John Hessler, FRGS

Applied Mathematician, Geographic Information Systems Scientist, and Professor in Baltimore, MD.

John Hessler, FRGS

Applied Mathematician, Geographic Information Systems Scientist, and Professor in Baltimore, MD.

When not climbing in the Alps or racing a carbon fiber Cervélo, I am an applied mathematician, Geographic Information Systems (GIS) scientist, and lecturer at Johns Hopkins University, specializing in modeling the transmission of zoonotic diseases and the movement of their animal hosts.

I am the director of the biomap-lab, where our present research centers on mapping the complex transmission pathways of the 2014-2016 Ebola virus outbreak in West Africa, modeling the early spatial dynamics of SARS-CoV-2, and tracing the movement of avian H5N1 influenza in wild bird & mammal populations.

My theoretical work concentrates on the use of wavelet analysis and spectral methods in spatial epidemiology, on the development of Bayesian and Markov Random Field disease mapping algorithms, and on computational approaches to the uncertain geographic context problem.

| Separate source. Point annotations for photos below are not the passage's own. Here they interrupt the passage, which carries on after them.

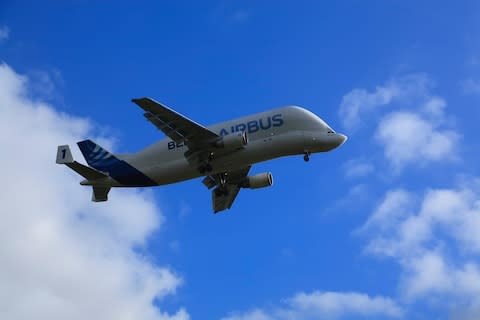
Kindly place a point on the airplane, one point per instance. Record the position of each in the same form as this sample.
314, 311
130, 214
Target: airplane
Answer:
222, 153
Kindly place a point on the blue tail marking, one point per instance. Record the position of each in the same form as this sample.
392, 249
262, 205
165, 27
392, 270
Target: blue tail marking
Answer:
121, 171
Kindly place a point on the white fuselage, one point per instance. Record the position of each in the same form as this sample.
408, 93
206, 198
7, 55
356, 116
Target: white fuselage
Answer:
276, 133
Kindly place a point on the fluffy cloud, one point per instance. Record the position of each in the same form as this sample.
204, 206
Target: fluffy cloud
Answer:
409, 138
413, 130
328, 305
63, 257
4, 33
435, 239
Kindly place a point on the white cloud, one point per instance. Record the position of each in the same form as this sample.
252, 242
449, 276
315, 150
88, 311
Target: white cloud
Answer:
325, 305
409, 138
436, 241
63, 257
357, 105
4, 33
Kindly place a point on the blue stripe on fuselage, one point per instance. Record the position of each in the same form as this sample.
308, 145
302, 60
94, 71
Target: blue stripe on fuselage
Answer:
120, 170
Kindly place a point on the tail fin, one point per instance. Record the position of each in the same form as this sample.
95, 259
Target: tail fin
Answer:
118, 169
96, 156
64, 156
100, 194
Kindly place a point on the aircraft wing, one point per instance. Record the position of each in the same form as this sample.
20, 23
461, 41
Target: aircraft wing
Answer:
231, 187
176, 126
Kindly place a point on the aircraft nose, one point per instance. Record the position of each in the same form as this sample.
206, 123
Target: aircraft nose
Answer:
342, 138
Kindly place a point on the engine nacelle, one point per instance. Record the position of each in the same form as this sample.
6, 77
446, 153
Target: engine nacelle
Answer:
261, 180
237, 140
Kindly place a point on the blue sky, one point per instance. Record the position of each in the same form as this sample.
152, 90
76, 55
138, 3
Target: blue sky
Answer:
386, 219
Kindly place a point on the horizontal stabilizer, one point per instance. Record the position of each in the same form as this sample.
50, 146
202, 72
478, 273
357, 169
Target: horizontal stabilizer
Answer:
100, 193
86, 172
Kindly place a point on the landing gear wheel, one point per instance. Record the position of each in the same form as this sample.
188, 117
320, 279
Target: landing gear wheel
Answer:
221, 192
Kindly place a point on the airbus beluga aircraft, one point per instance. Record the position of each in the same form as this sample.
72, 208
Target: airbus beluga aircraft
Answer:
222, 153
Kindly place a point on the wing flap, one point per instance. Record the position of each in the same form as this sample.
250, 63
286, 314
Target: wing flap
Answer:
176, 126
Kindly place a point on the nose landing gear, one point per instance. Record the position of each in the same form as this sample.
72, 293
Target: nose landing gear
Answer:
306, 157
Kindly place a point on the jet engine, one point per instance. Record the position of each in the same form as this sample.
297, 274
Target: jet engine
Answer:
261, 180
237, 140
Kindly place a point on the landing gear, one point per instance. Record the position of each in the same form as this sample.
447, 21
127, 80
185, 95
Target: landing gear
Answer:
206, 168
221, 191
306, 157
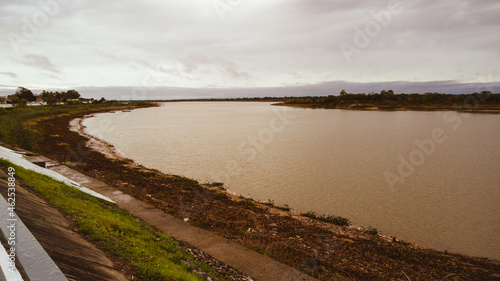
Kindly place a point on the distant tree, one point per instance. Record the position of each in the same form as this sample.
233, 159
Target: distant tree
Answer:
24, 93
13, 98
22, 103
71, 94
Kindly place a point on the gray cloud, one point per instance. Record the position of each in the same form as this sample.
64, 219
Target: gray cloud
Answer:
40, 62
10, 74
259, 44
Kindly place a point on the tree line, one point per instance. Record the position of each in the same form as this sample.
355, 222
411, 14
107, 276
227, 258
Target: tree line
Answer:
24, 95
389, 99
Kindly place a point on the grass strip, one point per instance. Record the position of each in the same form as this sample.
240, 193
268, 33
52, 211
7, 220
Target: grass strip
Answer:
154, 255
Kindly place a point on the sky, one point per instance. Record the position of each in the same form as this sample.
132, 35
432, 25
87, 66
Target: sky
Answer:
174, 49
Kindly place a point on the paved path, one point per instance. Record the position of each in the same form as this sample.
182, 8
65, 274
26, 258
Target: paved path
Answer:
249, 262
77, 258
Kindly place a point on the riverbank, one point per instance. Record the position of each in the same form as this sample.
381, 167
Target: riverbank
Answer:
490, 110
323, 250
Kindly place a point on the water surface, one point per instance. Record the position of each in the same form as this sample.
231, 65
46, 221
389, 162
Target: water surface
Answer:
334, 162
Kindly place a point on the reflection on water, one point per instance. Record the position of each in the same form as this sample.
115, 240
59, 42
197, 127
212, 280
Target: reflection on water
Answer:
427, 177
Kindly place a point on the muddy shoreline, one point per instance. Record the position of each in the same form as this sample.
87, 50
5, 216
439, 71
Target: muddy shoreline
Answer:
326, 251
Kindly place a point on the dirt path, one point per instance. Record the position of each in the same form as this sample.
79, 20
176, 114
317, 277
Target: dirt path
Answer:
249, 262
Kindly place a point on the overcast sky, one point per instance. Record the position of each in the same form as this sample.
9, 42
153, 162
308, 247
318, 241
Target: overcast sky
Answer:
186, 48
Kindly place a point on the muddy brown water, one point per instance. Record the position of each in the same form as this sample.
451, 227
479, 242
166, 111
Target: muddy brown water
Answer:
427, 177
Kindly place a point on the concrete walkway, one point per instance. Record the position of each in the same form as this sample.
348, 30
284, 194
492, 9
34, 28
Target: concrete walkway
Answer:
74, 256
249, 262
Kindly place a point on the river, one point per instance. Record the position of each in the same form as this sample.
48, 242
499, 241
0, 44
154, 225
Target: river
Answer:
432, 178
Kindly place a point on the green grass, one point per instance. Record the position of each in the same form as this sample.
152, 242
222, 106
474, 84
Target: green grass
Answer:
154, 255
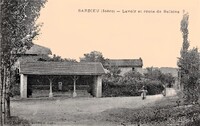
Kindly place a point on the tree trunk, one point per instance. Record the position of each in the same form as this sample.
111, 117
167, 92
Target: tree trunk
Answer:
8, 94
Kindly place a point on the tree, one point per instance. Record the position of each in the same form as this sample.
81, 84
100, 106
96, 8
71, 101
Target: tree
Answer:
189, 66
18, 29
93, 56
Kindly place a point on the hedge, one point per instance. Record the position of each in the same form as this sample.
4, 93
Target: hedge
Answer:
111, 89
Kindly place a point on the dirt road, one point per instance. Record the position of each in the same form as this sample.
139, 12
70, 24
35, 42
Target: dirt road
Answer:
76, 111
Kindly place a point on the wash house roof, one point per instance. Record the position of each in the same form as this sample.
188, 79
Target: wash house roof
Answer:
39, 50
125, 62
60, 68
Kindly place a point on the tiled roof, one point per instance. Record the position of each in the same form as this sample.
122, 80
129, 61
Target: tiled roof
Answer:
60, 68
125, 62
37, 49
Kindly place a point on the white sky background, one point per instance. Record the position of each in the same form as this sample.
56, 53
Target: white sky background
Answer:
156, 38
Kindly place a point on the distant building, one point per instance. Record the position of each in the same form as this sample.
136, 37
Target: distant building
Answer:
125, 65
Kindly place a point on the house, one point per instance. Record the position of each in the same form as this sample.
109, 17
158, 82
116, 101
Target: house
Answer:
35, 53
125, 65
56, 77
39, 77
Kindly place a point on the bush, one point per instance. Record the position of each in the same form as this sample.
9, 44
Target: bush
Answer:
154, 87
123, 86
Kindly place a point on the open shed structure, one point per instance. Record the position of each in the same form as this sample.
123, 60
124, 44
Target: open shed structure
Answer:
60, 77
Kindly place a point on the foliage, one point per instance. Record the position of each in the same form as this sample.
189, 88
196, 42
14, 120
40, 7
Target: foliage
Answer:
191, 75
129, 85
94, 56
18, 29
189, 66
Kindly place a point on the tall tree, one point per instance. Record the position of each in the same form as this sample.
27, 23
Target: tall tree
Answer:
18, 29
182, 64
189, 66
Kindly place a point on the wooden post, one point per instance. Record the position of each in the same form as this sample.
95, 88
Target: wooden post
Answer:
23, 86
75, 78
50, 92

An affiliated researcher at the Data Science & AI Institute at Johns Hopkins, I am fascinated by the complex mathematics of deep neural networks, and have recently joined the struggle to try to understand the foundations of deep learning, using renormalization group methods.

Over the last decade at Johns Hopkins University, I have given lectures or taught the seminars, Bioinformatics and the Mapping of Disease; Bayesian Disease Mapping; Evolutionary Game Theory; Fourier and Time Series Analysis in Spatial Epidemiology; the History and Archaeology of Pamdemics; Machine Learning for GIS; and most recently, the Mathematical Foundations of Deep Learning.

Formerly a specialist in computational geography and geographic information science at the Library of Congress, I have provided policy analysis to members of the US Congress & Senate, staff, and committees, on a wide range of complex and computationally intractable issues, like congressional redistricting, the SARS-CoV-2 pandemic, and the use differential privacy algorithms by the US Census.

The author or editor of more than one hundred articles and books, including the New York Times bestseller, MAP: Exploring the World, I am now trying to turn a mess of mathematical course notes into the forthcoming book, Lectures on Mereotopology and the Ontological Foundations of Geographic Information Science.

A Fellow of the Royal Geographical Society, I find being close to the gentle hum of supercomputers, pondering the complex labyrinths of renormalization group theory, and exploring the philosophical knots of evolutionary algorithms, strangely comforting.